Cigarettes: Nice Changes Guidance For Smokers

Cigarettes: Nice Changes Guidance For Smokers

Smokers who are unable to quit should instead be encouraged to cut down, according to new advice from a health watchdog.

The National Institute for Health and Clinical Excellence - Nice - recommends that doctors prescribe nicotine gum and patches, even if patients only want to reduce the number of cigarettes they smoke.

The guidelines, which doctors will be expected to follow, say giving up tobacco entirely is the best for health, but if that is not possible then cutting back on cigarettes does reduce the harm from tobacco.

Nice also endorses increasingly popular electronic cigarettes, which contain nicotine rather than tobacco. E-cigarettes do not have a medical licence and cannot be prescribed on the NHS.

The body says their "effectiveness, safety and quality can't be assured", but doctors should "advise that these products are likely to be less harmful than cigarettes".

Professor Mike Kelly, director of Nice's Centre of Public Health, said smokers who try to cut down without using nicotine replacement products are unlikely to gain a health benefit because they tend to inhale more deeply.

"Tobacco is highly addictive, which is why people find it so difficult to stop smoking," he said. "Put simply, people smoke for the nicotine, but die because of the tar in tobacco."
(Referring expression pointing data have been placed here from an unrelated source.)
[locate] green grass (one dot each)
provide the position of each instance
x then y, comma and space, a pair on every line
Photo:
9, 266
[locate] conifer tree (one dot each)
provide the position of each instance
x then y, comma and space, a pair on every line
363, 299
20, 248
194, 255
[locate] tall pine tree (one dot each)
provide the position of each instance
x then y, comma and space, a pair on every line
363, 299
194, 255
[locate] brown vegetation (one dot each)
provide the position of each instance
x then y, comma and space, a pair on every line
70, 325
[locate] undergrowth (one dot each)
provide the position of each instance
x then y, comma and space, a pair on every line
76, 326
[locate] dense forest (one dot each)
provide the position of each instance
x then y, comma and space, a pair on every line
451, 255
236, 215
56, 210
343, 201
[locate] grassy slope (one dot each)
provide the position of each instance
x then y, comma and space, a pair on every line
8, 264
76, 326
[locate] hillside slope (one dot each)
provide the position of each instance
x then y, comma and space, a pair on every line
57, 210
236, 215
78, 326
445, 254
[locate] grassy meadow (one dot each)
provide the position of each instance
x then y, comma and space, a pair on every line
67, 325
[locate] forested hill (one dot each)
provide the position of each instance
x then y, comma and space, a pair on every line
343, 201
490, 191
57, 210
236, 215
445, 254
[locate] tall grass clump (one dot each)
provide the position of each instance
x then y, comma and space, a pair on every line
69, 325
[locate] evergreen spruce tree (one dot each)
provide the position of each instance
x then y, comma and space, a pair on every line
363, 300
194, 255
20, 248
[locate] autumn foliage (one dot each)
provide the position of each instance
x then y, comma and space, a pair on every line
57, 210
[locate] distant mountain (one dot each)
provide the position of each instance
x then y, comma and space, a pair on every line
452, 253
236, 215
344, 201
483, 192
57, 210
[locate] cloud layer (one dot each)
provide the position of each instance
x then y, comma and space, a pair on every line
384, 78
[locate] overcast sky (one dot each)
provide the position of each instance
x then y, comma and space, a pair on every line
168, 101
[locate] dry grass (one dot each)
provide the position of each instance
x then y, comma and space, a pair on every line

Professor John Britton, chair of the Royal College of Physicians' tobacco advisory group, welcomed the new guidance.

"Smokers smoke for nicotine, and since tobacco smoke is by far the most harmful available source of nicotine, switching to alternatives as a short or long-term substitute is the obvious healthier choice," he said.

"This guidance has the potential to change millions of lives for the better."

Martin Dockrell, director of policy and research at the stop-smoking group Ash, said cutting down on cigarettes can be an important step to giving up.

He said: "We would recommend using licensed nicotine replacement therapies such as patches, gum or sprays because their safety and reliability is proven.

"But if smokers are using unlicensed e-cigarettes, they are still a much less harmful alternative to smoking."